The policy proposes the creation of the National Health Research Agenda (NHRA), which will periodically identify priority research areas based on disease burden, scientific opportunity, equity, strategic national interests, and pandemic preparedness.

The agenda will also encourage consultation with States, Union Territories, researchers, healthcare professionals, patients, and community representatives.

The draft policy has also proposed a three-tier governance model comprising a National Health Research Stewardship Committee for strategic oversight, the Department of Health Research as the coordinating authority, and ICMR as the scientific and technical lead.

States will be encouraged to integrate research more closely with healthcare delivery and existing public health programmes, while those with established research councils may continue using their current institutional structures.

Research priorities will extend beyond long-standing public health challenges such as tuberculosis, antimicrobial resistance, maternal and child health, cancer, mental health, and non-communicable diseases.

The policy has also identified digital health, artificial intelligence, health data science, cell and gene therapy, obesity, and climate change-related health research as emerging priority areas.

The National Health Research Agenda will be reviewed at least once every five years to reflect epidemiological changes, technological advances, and national requirements.

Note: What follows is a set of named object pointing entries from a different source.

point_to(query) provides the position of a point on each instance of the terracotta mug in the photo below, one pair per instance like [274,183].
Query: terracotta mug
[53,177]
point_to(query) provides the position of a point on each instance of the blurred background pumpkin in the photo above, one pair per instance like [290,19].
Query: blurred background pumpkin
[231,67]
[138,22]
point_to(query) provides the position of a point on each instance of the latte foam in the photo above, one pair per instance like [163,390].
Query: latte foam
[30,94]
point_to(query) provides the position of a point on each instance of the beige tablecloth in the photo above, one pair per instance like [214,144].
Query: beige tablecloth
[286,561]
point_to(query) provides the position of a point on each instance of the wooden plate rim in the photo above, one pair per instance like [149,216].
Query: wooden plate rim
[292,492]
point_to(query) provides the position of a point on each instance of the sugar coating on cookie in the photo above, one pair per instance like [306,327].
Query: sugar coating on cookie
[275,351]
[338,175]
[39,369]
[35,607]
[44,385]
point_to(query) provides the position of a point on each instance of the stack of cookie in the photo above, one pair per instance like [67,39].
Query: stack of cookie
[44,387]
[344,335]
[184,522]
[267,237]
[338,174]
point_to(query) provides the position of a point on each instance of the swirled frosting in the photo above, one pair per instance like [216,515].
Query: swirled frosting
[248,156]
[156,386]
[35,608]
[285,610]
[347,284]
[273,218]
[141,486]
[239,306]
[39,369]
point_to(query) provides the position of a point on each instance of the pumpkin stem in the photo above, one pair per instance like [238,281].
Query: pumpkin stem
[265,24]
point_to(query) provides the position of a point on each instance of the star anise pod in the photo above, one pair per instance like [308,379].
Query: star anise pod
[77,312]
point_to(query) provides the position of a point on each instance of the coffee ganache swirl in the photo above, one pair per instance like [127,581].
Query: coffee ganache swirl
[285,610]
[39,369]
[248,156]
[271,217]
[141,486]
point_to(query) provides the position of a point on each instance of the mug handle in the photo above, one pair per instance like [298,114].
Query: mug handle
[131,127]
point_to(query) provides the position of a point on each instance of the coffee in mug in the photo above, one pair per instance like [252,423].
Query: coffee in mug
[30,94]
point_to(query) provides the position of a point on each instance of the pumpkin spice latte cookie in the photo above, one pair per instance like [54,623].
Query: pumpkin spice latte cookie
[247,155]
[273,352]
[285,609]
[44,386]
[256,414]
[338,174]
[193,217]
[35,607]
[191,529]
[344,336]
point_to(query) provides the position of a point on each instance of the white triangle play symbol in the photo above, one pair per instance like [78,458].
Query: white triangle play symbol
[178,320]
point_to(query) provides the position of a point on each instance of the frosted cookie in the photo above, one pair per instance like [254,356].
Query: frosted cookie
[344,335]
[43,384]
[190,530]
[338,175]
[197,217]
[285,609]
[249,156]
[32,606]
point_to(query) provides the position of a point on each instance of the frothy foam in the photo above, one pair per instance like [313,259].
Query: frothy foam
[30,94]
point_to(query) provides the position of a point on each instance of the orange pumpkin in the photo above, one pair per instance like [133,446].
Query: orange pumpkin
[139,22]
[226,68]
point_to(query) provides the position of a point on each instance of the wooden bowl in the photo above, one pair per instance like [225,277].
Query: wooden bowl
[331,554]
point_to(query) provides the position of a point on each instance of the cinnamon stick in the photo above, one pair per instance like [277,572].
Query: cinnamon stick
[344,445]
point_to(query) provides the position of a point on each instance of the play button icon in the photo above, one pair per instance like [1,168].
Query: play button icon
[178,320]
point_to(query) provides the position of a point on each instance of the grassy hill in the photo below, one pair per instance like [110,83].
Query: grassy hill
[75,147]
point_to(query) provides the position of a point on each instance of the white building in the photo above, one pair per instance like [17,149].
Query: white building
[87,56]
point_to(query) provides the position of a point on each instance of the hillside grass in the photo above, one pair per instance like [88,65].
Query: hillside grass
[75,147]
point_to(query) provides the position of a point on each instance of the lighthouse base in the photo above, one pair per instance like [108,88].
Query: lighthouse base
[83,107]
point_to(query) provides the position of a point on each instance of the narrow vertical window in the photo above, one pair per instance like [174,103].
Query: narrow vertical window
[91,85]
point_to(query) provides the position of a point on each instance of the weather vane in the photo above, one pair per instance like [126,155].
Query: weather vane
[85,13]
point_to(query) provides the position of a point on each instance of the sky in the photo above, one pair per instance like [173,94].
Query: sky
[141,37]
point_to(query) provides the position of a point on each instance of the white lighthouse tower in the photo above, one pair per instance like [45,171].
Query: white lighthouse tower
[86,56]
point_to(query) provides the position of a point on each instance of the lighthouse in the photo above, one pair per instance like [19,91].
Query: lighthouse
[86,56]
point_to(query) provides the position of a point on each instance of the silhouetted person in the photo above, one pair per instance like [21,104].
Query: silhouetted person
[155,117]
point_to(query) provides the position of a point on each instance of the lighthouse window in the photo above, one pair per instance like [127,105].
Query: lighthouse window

The policy further proposes reducing administrative, financial, and regulatory barriers that delay research, expanding access to publicly funded research infrastructure, strengthening the scientific workforce, promoting collaborations between academia, industry, government, and non-profit organisations, and reinforcing ethics, data governance, cybersecurity, and research integrity.

Moreover, rather than relying primarily on publications, citations, and patents, research performance would also be assessed based on its contribution to health policies, clinical practice, indigenous technologies, health programmes, institutional capacity, equity, and broader societal impact.

The policy also outlines long-term national goals for research investment, medical science PhDs, scientific publications, patents, and indigenous health technologies in line with the Viksit Bharat 2047 vision.